Ermutigt sieht sich Bundesratspräsident Weiss auch durch die Möglichkeiten, die das Subsidiaritätsprüfungsverfahren der Europäischen Union dem Bundesrat bietet. "Hier sind wir nicht auf eingefahrene Geleise angewiesen und stehen auch nicht in innenpolitischer Konkurrenz zum Nationalrat." In diesem Verfahren können sich die Landtage gegenüber der EU nur im Wege des Bundesrats wirksam artikulieren, sagte Weiss. "Auf diese und vielfältige andere Weise könnte der Bundesrat für die Länder allein schon dadurch einen Mehrwert schaffen, dass er seine bestehenden Rechte mit mehr Leben erfüllt". Bei der Nutzung ihrer Möglichkeiten sieht Weiss die Landtage und den Bundesrat noch am Anfang, im internationalen Vergleich aber bereits auf gutem Wege und kündigte diesbezüglich verstärkte Bemühungen in den nächsten Monaten an. Als sein Motto nannte Weiss dabei ein Zitat aus der Tradition der Arbeiterschaft: "Es rettet uns kein höh’res Wesen, das können wir nur selber tun".
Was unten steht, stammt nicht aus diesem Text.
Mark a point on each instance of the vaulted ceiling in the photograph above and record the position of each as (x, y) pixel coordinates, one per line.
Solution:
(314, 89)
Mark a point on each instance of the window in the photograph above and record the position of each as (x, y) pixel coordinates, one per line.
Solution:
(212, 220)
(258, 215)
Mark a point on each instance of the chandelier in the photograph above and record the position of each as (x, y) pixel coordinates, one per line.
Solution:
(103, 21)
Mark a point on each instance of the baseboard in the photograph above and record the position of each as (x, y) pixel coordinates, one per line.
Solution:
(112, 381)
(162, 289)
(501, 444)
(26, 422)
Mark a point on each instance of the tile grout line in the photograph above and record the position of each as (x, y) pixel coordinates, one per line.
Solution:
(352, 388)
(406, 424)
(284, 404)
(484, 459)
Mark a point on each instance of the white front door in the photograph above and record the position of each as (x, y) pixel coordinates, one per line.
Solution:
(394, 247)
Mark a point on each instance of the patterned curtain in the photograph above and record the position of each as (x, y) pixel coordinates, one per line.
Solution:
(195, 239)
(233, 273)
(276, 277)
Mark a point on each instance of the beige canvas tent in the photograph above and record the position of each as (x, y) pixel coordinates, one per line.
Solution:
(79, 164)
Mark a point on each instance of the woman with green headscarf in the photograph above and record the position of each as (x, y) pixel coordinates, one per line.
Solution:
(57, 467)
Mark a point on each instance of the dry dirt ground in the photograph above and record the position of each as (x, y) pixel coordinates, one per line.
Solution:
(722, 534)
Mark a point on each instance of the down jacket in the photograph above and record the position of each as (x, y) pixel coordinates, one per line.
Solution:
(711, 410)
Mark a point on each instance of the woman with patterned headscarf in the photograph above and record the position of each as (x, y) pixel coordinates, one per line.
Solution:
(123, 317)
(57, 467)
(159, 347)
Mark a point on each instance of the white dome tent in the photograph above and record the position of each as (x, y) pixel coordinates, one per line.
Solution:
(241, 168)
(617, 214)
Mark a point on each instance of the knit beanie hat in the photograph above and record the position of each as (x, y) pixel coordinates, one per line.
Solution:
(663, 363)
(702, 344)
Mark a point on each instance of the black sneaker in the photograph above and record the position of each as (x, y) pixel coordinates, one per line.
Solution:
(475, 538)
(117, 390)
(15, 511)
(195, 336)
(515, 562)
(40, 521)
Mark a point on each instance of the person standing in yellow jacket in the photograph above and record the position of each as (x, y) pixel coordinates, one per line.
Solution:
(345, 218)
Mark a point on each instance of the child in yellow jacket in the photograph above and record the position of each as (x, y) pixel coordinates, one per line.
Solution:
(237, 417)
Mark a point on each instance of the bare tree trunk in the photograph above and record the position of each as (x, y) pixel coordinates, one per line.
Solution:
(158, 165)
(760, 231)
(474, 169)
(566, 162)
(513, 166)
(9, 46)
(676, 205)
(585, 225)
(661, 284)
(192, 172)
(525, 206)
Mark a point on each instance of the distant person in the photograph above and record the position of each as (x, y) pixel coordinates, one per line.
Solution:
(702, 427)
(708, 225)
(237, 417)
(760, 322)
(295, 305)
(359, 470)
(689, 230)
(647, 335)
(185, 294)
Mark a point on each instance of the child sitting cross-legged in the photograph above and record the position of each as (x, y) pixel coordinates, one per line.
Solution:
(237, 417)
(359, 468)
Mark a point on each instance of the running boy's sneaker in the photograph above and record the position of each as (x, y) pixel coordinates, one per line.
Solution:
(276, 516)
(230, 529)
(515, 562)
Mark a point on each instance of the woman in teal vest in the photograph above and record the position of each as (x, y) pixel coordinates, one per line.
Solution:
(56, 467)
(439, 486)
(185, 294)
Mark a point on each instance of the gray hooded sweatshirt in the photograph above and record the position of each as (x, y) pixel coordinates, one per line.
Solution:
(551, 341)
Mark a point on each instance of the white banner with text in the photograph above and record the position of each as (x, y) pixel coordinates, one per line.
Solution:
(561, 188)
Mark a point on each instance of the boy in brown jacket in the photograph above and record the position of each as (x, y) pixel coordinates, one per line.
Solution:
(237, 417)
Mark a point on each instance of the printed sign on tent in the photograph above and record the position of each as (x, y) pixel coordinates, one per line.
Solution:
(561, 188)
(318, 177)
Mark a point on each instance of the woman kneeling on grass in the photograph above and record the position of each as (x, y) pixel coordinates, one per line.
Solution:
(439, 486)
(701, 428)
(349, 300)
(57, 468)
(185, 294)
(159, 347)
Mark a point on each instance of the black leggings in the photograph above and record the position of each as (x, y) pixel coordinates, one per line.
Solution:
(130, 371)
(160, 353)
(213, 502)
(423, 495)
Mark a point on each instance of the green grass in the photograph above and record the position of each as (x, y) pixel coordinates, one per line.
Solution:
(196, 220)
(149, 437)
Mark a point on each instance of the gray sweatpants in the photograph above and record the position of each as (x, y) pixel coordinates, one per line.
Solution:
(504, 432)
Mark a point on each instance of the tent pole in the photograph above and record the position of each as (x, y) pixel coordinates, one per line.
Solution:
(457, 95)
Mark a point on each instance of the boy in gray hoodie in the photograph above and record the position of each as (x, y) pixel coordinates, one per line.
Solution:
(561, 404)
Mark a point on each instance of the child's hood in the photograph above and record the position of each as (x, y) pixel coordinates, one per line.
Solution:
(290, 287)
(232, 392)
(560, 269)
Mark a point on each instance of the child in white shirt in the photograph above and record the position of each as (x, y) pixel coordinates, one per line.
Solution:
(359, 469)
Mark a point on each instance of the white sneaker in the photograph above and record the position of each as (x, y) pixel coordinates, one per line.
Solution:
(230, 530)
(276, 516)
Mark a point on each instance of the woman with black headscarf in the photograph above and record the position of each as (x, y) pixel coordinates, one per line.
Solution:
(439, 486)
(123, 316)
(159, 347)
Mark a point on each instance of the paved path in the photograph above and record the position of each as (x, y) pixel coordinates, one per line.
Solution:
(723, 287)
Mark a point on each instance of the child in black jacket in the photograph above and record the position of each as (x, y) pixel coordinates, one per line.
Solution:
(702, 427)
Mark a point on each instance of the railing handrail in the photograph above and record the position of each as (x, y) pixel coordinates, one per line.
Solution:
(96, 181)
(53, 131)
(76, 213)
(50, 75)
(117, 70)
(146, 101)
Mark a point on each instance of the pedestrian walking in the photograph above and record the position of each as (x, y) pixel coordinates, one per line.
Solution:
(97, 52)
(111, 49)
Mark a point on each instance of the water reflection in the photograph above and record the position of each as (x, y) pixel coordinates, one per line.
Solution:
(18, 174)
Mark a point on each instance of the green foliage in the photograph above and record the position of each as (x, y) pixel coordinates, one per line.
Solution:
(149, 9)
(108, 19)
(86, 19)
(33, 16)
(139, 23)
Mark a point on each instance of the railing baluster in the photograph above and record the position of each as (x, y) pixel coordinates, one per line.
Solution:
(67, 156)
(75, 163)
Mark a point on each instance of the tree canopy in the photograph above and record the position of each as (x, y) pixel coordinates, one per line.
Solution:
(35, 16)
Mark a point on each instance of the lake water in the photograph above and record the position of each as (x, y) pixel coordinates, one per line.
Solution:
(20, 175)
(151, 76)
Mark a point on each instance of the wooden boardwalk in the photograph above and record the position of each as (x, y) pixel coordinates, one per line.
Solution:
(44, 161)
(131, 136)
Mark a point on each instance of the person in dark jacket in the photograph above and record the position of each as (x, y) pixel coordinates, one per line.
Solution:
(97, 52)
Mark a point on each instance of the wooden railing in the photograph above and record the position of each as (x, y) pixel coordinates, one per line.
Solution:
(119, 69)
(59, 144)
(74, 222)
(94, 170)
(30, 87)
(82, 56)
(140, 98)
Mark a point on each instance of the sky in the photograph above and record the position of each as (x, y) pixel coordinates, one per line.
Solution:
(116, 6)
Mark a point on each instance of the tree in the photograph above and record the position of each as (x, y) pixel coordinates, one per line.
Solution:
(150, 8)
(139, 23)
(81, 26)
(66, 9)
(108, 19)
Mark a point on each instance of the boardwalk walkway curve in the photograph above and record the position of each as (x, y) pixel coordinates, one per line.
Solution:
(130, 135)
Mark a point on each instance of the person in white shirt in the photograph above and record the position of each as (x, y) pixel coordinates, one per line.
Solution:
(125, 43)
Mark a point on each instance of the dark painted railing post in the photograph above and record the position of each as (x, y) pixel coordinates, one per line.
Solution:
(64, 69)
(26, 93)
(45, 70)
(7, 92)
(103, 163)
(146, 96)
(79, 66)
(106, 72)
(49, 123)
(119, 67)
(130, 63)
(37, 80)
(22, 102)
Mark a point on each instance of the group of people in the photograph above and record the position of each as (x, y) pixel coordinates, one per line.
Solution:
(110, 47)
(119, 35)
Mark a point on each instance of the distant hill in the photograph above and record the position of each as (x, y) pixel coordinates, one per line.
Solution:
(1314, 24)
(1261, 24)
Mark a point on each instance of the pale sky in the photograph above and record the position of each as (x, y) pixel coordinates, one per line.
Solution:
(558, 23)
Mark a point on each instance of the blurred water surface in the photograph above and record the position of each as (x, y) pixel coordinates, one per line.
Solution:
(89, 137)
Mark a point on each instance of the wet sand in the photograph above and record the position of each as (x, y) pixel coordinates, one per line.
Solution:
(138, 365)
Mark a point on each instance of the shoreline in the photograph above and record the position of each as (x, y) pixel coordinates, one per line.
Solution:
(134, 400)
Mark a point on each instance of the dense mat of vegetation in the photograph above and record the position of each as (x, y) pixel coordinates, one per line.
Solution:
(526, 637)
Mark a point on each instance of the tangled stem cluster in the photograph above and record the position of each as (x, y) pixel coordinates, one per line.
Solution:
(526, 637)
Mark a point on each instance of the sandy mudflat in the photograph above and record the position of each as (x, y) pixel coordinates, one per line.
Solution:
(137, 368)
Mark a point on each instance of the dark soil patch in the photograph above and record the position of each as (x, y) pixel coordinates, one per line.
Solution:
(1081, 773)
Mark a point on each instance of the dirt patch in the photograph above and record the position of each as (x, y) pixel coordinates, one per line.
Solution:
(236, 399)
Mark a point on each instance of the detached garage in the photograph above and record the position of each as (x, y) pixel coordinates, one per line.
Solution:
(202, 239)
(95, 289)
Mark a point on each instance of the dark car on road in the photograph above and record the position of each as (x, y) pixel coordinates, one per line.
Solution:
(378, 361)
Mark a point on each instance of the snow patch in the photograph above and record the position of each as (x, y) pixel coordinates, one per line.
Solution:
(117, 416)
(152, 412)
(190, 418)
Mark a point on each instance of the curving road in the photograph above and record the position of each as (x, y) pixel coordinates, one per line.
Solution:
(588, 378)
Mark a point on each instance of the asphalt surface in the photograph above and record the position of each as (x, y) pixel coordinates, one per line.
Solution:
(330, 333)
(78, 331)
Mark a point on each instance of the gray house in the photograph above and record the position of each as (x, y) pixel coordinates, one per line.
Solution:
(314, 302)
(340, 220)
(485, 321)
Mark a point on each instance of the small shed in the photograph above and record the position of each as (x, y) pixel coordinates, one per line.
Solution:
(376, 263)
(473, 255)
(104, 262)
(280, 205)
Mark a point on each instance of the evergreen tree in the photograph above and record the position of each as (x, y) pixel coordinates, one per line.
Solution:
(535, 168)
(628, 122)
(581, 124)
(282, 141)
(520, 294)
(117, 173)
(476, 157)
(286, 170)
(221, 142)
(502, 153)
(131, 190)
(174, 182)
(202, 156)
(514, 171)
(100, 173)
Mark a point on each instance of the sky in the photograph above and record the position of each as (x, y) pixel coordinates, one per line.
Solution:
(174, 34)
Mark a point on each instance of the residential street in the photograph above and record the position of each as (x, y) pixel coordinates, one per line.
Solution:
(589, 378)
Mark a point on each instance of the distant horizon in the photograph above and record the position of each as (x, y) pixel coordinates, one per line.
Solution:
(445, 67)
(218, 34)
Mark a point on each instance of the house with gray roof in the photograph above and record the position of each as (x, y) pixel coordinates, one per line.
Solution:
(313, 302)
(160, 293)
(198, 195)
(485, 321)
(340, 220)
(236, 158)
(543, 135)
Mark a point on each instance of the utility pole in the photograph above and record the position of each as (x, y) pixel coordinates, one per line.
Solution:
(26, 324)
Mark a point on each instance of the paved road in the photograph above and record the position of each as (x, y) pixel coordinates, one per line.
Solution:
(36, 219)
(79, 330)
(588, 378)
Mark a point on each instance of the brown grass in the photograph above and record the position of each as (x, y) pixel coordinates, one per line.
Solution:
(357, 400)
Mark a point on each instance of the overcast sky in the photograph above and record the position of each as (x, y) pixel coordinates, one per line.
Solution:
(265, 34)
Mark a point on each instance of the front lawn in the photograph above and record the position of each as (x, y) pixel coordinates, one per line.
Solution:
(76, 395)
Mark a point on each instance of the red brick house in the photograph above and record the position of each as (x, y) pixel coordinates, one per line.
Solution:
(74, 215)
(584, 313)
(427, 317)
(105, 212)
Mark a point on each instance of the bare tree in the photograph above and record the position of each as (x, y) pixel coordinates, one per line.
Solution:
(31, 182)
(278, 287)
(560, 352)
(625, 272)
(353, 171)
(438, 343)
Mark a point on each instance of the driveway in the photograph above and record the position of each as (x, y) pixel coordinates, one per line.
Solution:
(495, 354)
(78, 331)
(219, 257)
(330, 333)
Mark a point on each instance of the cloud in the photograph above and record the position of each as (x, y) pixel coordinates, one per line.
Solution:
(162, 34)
Den nunmehr acht fraktionslosen Bundesrätinnen und Bundesräten, die dem Bundesrat neben den großen Fraktionen SPÖ und ÖVP angehören, sagte Bundesratspräsident Weiss zu, sie so gut als nach der Geschäftsordnung möglich über die Plenumssitzungen hinaus in die Arbeit einzubeziehen, Transparenz zu gewährleisten und ihnen faire Arbeitsbedingungen zu geben. Dabei begrüßte Weiss die sich abzeichnende Lösung, diesen BundesrätInnen eine Beteiligung an den Beratungen der Ausschüsse zu ermöglichen und würdigte in diesem Zusammenhang die "wertvolle Arbeit, die der bisherige Fraktionsvorsitzende der Grünen, Stefan Schennach, in der Präsidialkonferenz fünf Jahre hindurch geleistet hat".

Abschließend ging Präsident Weiss auf die Wahl am 28. September ein, bei der die WählerInnen die politischen Gewichte im Nationalrat neu verteilen werden. "Unabhängig vom Ergebnis können wir davon ausgehen, dass wir uns im Herbst im Bundesrat in der im Großen und Ganzen selben Zusammensetzung wieder treffen werden. Das ist eine gute Voraussetzung dafür, dass ungeachtet der politischen Rahmenbedingungen die sachliche und einander wertschätzende Form unserer Debatten ihre Fortsetzung findet. Arbeiten wir gemeinsam daran, dass es so bleibt", schloss Bundesratspräsident Jürgen Weiss.